Minister Muyters, ik kan begrijpen dat u niet antwoordt op de zaken die ik niet heb aangehaald, maar uw partij doet dat in Brussel natuurlijk wel. Ze veroordeelt de bouw van een Eurostadion op Parking C en zegt: “Stad Brussel en gewest lachen de bevolking uit”. En dat klopt natuurlijk. Ik had dan ook liever een meer strijdvaardig antwoord van u gekregen. (Rumoer bij de N-VA)
Ministers, ze lachen ons uit in Brussel! We hebben vorige week nog in de commissie Mobiliteit een vraag om uitleg gehad over het voetbalstadion en de afwikkeling van de mobiliteit. Ook toen bleek dat minister Weyts sedert 19 maart niets meer heeft gehoord van Brussel en het Brusselse Hoofdstedelijke Gewest. Ik weet niet of u de persconferentie hebt gezien, maar daaruit bleek dat voor hen alles in kannen en kruiken is. Wat wij er in Vlaanderen van vinden, daar trekken ze zich geen moer van aan.

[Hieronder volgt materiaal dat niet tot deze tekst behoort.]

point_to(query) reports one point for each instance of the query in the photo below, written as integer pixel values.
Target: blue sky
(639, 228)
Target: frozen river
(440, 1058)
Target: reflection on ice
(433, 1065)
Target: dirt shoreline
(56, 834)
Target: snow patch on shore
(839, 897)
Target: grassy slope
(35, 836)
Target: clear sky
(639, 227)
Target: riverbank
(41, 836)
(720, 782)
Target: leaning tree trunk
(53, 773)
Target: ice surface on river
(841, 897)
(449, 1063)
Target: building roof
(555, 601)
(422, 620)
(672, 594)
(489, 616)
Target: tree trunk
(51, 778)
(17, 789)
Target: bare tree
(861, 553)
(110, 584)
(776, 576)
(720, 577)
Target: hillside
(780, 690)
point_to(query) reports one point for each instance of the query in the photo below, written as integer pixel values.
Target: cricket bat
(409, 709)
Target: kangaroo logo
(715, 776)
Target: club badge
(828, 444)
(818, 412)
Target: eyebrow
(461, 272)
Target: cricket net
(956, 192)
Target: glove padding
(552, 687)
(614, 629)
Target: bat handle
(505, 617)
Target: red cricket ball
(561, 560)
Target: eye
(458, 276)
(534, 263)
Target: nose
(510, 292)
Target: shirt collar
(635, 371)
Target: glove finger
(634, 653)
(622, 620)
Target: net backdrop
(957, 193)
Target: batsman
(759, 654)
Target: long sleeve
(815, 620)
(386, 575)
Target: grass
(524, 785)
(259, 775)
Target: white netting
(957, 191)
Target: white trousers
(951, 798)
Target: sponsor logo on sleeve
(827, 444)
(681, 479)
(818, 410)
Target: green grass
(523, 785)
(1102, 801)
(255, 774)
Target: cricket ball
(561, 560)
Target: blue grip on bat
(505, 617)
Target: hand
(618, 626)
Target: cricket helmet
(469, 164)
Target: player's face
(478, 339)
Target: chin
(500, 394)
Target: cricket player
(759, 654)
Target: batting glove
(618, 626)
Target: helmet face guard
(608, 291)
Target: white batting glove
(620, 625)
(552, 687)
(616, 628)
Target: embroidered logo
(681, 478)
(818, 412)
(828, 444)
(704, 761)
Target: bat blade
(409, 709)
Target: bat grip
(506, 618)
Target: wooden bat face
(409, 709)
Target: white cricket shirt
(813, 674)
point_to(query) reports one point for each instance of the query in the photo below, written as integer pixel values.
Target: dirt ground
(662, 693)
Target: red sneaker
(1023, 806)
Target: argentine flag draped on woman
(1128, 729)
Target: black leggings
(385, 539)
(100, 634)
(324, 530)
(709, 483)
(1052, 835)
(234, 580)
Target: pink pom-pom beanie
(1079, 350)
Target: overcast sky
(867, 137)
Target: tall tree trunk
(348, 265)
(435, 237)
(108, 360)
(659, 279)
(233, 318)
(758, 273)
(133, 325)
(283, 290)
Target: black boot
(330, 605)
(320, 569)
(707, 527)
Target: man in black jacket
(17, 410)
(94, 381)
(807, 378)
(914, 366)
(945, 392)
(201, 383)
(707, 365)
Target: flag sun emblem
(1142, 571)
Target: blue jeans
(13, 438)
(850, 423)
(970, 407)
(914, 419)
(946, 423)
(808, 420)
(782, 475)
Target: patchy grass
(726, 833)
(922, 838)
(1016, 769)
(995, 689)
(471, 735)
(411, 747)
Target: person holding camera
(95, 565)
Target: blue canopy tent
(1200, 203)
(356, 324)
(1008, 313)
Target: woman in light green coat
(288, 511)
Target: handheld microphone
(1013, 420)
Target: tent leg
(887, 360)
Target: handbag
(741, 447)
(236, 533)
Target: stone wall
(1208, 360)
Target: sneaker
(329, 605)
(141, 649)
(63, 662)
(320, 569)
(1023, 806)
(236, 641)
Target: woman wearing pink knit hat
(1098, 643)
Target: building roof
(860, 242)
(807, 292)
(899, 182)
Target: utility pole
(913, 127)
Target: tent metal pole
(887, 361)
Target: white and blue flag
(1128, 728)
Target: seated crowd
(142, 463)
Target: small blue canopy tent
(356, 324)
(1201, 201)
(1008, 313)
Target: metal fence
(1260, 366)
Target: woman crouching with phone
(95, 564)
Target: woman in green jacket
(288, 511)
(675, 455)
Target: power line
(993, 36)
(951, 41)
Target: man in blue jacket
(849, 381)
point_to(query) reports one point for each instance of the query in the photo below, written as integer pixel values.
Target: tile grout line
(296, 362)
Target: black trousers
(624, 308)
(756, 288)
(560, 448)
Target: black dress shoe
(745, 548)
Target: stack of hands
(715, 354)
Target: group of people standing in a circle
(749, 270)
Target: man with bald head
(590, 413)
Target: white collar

En dat er geen plannen zijn, klopt niet. Ik stel u voor het verslag van de commissievergadering van vorige week erop na te lezen. Er zijn wel al plannen van Ghelamco/BAM en er wordt bij gezegd dat Vlaanderen wel zal zorgen voor de mobiliteitsafwikkeling. Ze lachen ons uit. U staat erbij en kijkt ernaar.
Minister Schauvliege, ik dank u voor het korte, maar kordate antwoord. Het verbaast me dat er, afgaande op de nieuwsberichten van de afgelopen dagen, geen plannen zouden zijn. De collega gaf het al aan, die zijn er wel degelijk al.
Het belang van het hele dossier is al aangetoond. Ik wil u daarom vragen om met spoed aan te dringen – ik plak er geen termijn op om het u makkelijker te maken – dat die plannen zo snel mogelijk naar het parlement komen, naar de desbetreffende commissie, zodat iedereen op de hoogte kan worden gebracht van wat er nu uiteindelijk voorligt. Wetende dat er elke dag over wordt gepalaverd in de media, lijkt me dit een heel terechte vraag.
Mevrouw Segers heeft het woord.
Voorzitter, we weten allemaal dat we in Vlaanderen voor een enorme uitdaging staan op het vlak van de mobiliteit, zeker op en rond de Brusselse ring. Er staan heel wat nieuwe projecten op stapel, het nieuwe stadion op Parking C is er een van. Het stadion gaat waarschijnlijk open in 2018-2019. En dat is ook het moment waarop volgens minister Weyts de werken aan de ring nog moeten beginnen. Ik heb nu al medelijden met al die voetbalfans die nog veel meer in de file zullen staan.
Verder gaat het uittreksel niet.